# Yellowing leaves



## foster (Sep 2, 2012)

A few of the leaves on my Swords, and Anubias are yellowing. A few of the leaves on the Swords are actually turning opaque, and then die. The plants have been in the tank for about 3 months. I had some die off a short time after they were planted, and they rebounded with new leaves. I have twin tube 6500K lights, that are on for 7 hrs per day.(64 watts over a 40 long tank) I dose Flourish Comprehensive once a week. The Swords have root tabs under them. I dose Flourish excel once daily. With the flourish comp. and root tabs could it still possibly be a potassium, or iron deficencY? I am having a slight Staghorn, BBA algae problem. The yellowing started before the algae issue.


----------



## GreenyFunkyMonkey (Nov 27, 2012)

Yellowing leaves can mean several things. Since you use fert tabs it may mean you do not have enough Co2 in the water.


----------



## foster (Sep 2, 2012)

No CO2 injection, just using API co2 booster.


----------



## jrman83 (Jul 9, 2010)

It will only be a CO2 problem if the light is too much. Addittional CO2 is not needed if these are standard fl. bulbs? What type of bulbs do you have?

Are these new leaves yellowing or old ones? Anubias leaves start off sort of yellow and darken as they age. Many of mine do that.


----------



## foster (Sep 2, 2012)

The bulbs are 32watt ZooMed Ultra sun 6500K. Some are older leaves, and one of the Anubias leaves is a new one. The leaves on the Sword are all older ones.


----------



## James0816 (Jun 19, 2009)

No CO2 required for Swords and Anubias. Are there other plants in there that you are using the booster for?
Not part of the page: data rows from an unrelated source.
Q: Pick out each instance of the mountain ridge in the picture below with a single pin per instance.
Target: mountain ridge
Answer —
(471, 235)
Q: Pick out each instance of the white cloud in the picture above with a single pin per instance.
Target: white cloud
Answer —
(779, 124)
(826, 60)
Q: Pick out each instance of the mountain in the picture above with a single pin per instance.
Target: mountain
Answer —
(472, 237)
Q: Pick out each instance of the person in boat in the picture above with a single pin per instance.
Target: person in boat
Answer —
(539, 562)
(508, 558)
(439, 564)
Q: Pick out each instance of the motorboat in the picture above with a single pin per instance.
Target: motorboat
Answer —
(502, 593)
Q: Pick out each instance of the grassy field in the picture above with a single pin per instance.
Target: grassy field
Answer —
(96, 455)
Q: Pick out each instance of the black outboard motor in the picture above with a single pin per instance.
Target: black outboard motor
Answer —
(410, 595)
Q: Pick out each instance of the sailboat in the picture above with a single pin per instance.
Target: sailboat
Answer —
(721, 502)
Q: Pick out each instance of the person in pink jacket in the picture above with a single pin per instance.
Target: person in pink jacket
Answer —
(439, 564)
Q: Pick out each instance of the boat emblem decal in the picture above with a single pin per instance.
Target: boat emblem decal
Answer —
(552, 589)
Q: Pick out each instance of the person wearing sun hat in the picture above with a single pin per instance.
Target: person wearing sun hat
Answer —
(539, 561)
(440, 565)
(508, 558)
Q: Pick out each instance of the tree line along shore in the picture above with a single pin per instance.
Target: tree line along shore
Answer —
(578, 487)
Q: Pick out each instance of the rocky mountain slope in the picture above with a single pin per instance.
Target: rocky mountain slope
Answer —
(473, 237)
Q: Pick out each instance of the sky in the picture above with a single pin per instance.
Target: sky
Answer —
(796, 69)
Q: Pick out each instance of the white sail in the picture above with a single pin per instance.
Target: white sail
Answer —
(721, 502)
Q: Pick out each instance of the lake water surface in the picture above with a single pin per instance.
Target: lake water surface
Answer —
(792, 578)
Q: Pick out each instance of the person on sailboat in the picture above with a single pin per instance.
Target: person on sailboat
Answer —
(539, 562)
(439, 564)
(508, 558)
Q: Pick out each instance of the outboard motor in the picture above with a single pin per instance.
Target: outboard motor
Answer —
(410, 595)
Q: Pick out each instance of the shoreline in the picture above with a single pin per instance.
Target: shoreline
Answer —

Anyway, sounds like a possible iron deficiency.


----------



## jrman83 (Jul 9, 2010)

On the Sword I would only be concerned with new leaves. Give the Anubias a little time. Just about all of my new leaves start a little yellow and darken as they age. You can also try dosing some iron, it may speed up the process.


----------



## tbub1221 (Nov 1, 2012)

hey bud , sorry your plants are hurting some , i didnt look at all the posts as im on a phone and just skimming but do you use co2 or any other boosters (im sure someone has sead all this.) plants yellowing can mean a lot. but the plants your growing are easy and hardy so if they are getting proper light and there arent any high demand plants in with them it could be iron. not sure where ur located but i use a simple api product (not a salesman sorry) it just seems to make my guys more lush and crisper in coloration. i have now 17 plant verietys in 2 planted tanks.. i almost enjoy my plants as much as the fish.. the api product is Leaf Zone it contains both chelated iron, to promote growth and prevent yellow, decaying leaves, and potassium, which aids in photosynthesis and cell pressure maintenance for strong, hardy and colorful leaves. For use in aquariums containing freshwater fish and plants. just this week i got myself a purple waffle hemigraphis which will be at my home on Thursday and i know nothing about..


----------



## jrman83 (Jul 9, 2010)

I'm on my phone and can't search, but that purple plant sounds non-aquatic.


----------



## James0816 (Jun 19, 2009)

yep...purple waffle is not a true aquatic plant.


----------